ARP inspection ensures that an attacker cannot send an ARP response with the attacker MAC address, so long as the correct MAC address and the associated IP address are in the static ARP table.

When you enable ARP inspection, the threat defense device compares the MAC address, IP address, and source interface in all ARP packets to static entries in the ARP table, and takes the following actions:

  • If the IP address, MAC address, and source interface match an ARP entry, the packet is passed through.

  • If there is a mismatch between the MAC address, the IP address, or the interface, then the threat defense device drops the packet.

  • If the ARP packet does not match any entries in the static ARP table, then you can set the threat defense device to either forward the packet out all interfaces (flood), or to drop the packet.

    Note

    The dedicated Management interface never floods packets even if this parameter is set to flood.

Procedure

Step 1

Choose Devices > Platform Settings and create or edit the threat defense policy.

Step 2

Select ARP Inspection.

Step 3

Add entries to the ARP inspection table.

  1. Click Add to create a new entry, or click Edit if the entry already exists.
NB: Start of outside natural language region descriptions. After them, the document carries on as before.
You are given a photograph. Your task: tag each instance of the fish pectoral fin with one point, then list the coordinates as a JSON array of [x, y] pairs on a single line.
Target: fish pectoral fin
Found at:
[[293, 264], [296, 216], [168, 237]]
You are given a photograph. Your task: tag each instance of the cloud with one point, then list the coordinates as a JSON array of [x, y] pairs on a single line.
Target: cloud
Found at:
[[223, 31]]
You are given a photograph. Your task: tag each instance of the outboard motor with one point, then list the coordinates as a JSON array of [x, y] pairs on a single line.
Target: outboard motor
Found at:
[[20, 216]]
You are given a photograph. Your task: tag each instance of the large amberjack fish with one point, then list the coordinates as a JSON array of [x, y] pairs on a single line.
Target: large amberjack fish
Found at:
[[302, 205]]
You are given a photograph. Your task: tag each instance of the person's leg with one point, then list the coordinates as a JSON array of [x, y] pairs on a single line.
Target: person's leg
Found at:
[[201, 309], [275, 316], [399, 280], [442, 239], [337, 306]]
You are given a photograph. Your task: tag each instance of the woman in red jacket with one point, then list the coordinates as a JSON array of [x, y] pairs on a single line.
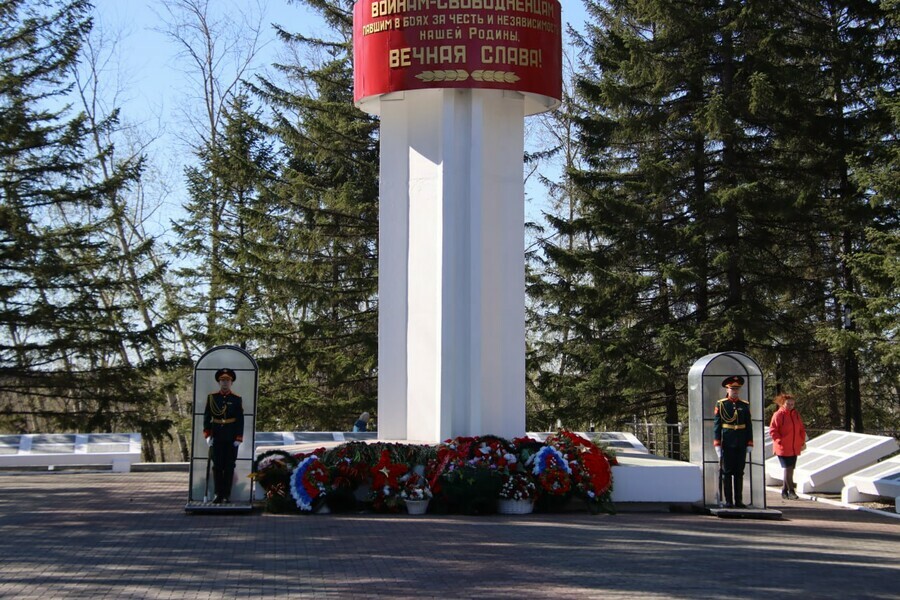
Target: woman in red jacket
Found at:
[[789, 439]]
  2. Select the desired options.

    • Inspect Enabled—To perform ARP inspection on the selected interfaces and zones.

    • Flood Enabled—Whether to flood ARP requests that do not match static ARP entries out all interfaces other than the originating interface or the dedicated management interface. This is the default behavior.

      If you do not elect to flood ARP requests, then only those requests that exactly match static ARP entries are allowed.

    • Security Zones—Add the zones that contain the interfaces on which to perform the selected actions. The zones must be switched zones. For interfaces not in a zone, you can type the interface name into the field below the Selected Security Zone list and click Add. These rules will be applied to a device only if the device includes the selected interfaces or zones.

  3. Click OK.

Step 4

Add static ARP entries according to Add a Static ARP Entry.

Step 5

Click Save.

You can now go to Deploy > Deployment and deploy the policy to assigned devices. The changes are not active until you deploy them.